Lecture Review

Malcolm MacDonald Lecture on Havergal Brian, BMIC, 2 February 2000.


This well attended Havergal Brian Society meeting at the British Music Information Centre was associated with the launch of Marco Polo's latest Brian CD , with Symphonies 11 & 15, Dr Merryheart and For Valour on Marco Polo 8.223588. With machine-gun rapidity, Malcom MacDonald delivered a brief but absorbing talk, sharing his erudition and deep knowledge of Havergal Brian in a way which was invaluable for orienting to the oddities in these four very different works. Malcom MacDonald is of course well known as Editor of Tempo and author of the Kahn & Averill books on Brian's symphonies. He told us that he is at the moment engaged in dealing with the 'artfully filleted' proofs of his article on Havergal Brian for the soon coming revision of New Grove.

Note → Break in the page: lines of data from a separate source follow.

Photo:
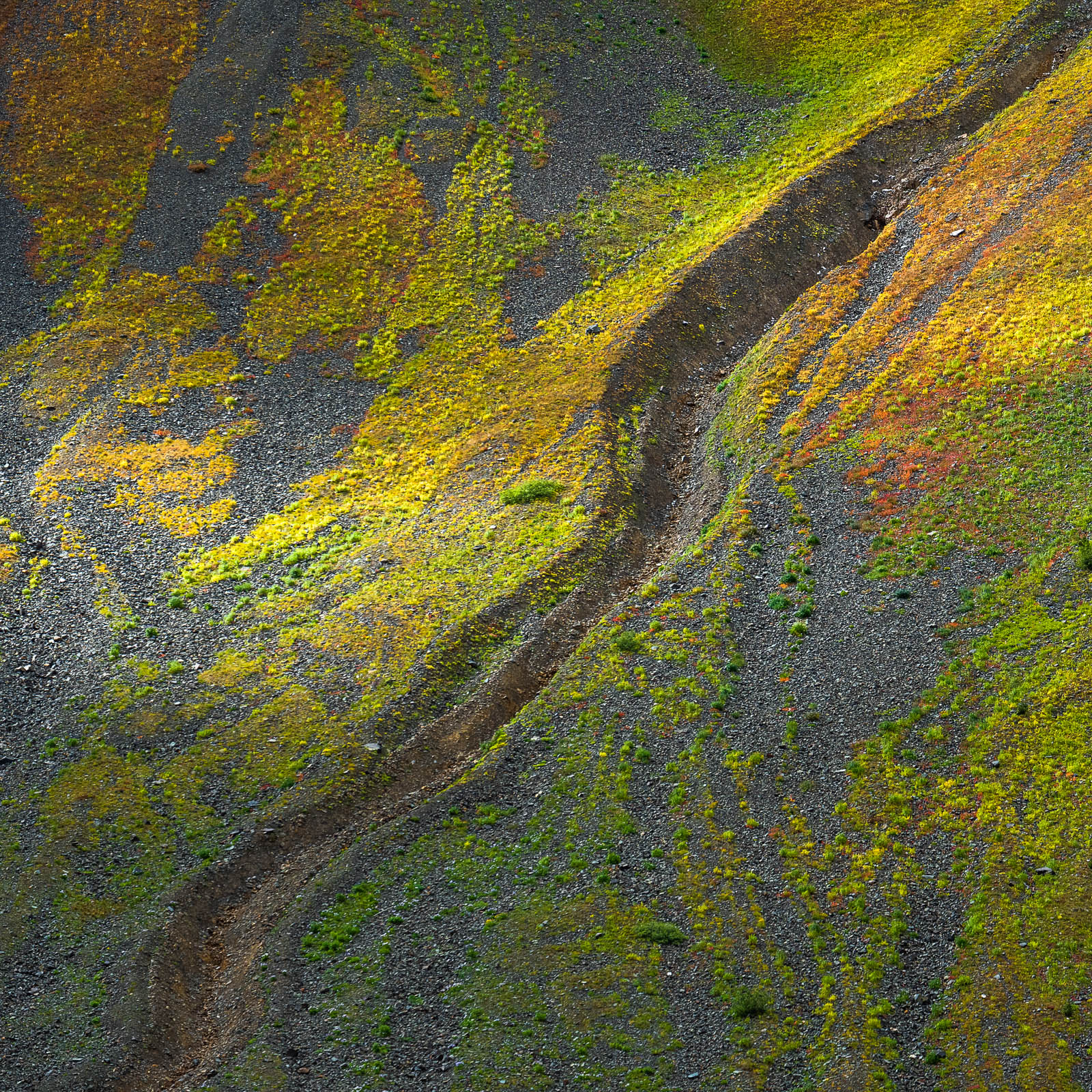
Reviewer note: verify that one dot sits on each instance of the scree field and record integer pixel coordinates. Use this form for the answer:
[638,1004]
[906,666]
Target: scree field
[545,546]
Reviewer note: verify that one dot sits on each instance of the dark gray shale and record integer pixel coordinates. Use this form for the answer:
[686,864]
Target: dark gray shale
[736,292]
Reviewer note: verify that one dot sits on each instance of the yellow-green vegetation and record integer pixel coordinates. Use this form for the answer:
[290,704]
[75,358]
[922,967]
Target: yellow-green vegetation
[87,101]
[487,478]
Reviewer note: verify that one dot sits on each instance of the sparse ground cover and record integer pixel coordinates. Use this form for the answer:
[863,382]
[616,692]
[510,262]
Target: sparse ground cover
[304,486]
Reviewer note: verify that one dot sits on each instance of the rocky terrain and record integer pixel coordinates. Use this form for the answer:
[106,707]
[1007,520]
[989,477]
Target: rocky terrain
[545,546]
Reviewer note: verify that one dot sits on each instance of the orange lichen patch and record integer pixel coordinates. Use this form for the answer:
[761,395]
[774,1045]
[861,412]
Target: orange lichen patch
[87,100]
[222,243]
[139,315]
[356,216]
[147,472]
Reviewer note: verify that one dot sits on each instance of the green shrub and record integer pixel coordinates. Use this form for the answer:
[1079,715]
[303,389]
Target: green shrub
[747,1003]
[660,933]
[528,491]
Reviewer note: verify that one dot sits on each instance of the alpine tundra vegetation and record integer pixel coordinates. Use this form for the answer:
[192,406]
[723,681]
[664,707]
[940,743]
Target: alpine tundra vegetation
[545,545]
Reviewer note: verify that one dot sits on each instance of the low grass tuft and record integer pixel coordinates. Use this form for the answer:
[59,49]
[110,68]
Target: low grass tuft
[747,1003]
[660,933]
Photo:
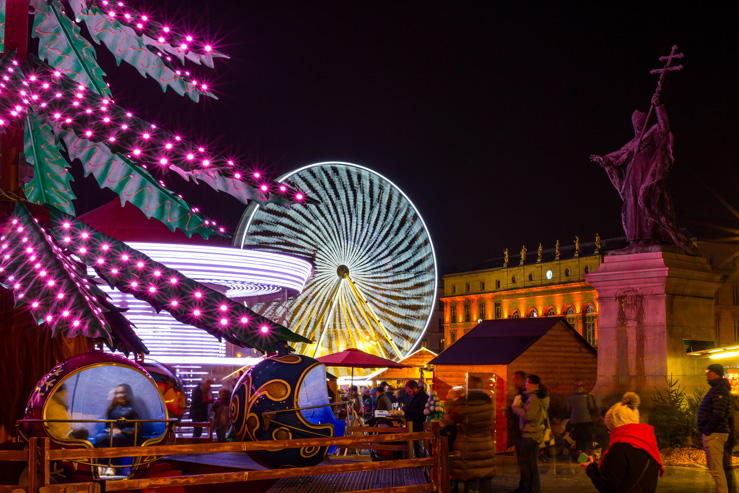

It was possible to try to scribble down a few of Malcolm MacDonald's quotations and gems of his own: 'Brian's music contrives to be, at one and the same moment, monumental and subversive.' 'Undermining of apparent certainties is a dominant trait.' He told us that Brian had, in his younger days, been described as 'almost preternaturally observant of the foibles and follies of other people'. He found the world 'puzzling and paradoxical' with 'tragedy and farce occurring together'. Whilst Hans Keller had discussed 'integration of contrasts' in Brian's music, MacDonald thought that the composer had no interest in integration - he offered instead 'irony, parody, allusion and paradox'. 'Continually surprising, one of the oddest composers of modern time'. These characteristics are amply present in the new CD, 77 generous minutes, vividly recorded, of Brian's music, spanning nearly 60 years of his exceptionally long composing life.